MOTIVI DELLA DECISIONE
1. La ricorrente, denunziando violazione e falsa applicazione della legge n. 230 del 1962, dell’art. 23 della legge n. 56 del 1987 e dell’art. 1418 c.c., deduce che la contrattazione collettiva a livello aziendale era idonea ad individuare nuove ipotesi di legittima apposizione del termine, anche perché delegata in tal senso dall’art. 25 del CCNL relativo ai concessionari per le riscossioni. Conseguentemente, il primo contratto a termine, stipulato sulla base dell’accordo aziendale del 13 maggio 1997, era legittimo.

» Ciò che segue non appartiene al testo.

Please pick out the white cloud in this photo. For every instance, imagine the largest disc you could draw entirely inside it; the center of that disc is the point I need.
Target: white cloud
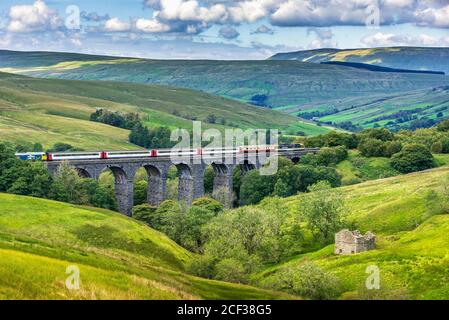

2. Il lavoratore contesta tale assunto, rilevando che, a norma dell’art. 23 della legge 28 febbraio 1987 n. 56, il potere di individuare nuove ipotesi di legittima apposizione di un termine al contratto di lavoro è attribuito alla sola contrattazione collettiva nazionale o locale, con esclusione di quella aziendale, come affermato dalla giurisprudenza di questa Corte.
In ogni caso, aggiunge, le assunzioni a termine erano illegittime per le ragioni già precedentemente dedotte, non esaminate dalla Corte di appello perché assorbite dalla pronunzia qui impugnata.
Deduce infine, con la memoria ex art. 378 c.p.c., che il ricorso è inammissibile, avendo la società ricorrente omesso di trascrivere, in violazione del principio di autosufficienza, il contenuto degli accordi aziendali contenenti la previsione del termine.
3. Tale ultima eccezione, il cui esame sotto il profilo logico precede ogni altra questione, è infondata.
Questa Corte è infatti chiamata a stabilire se la contrattazione aziendale, delegata da quella nazionale, è astrattamente idonea ad individuare nuove ipotesi di legittima apposizione del termine al contratto di lavoro, e non già a verificare il contenuto degli accordi aziendali al fine di accertare la sussistenza delle condizioni che giustificano l’apposizione del termine, questione questa che non costituisce oggetto del presente giudizio e che non è stata esaminata dalla Corte territoriale perché assorbita dalla pronunzia che ha dato luogo alla presente impugnazione.
4. Il ricorso è fondato.
La giurisprudenza di questa Corte è da tempo orientata in senso diverso rispetto al principio affermato da Cass. 11655/06, richiamato nella sentenza impugnata, secondo cui l’individuazione di nuove ipotesi di contratti a termine effettuata dalla struttura aziendale è nulla, atteso che la norma di cui all’art. 23 della legge n. 56 del 1987, la quale attribuisce alla sola contrattazione collettiva nazionale o locale il potere di individuare dette ipotesi, è inderogabile.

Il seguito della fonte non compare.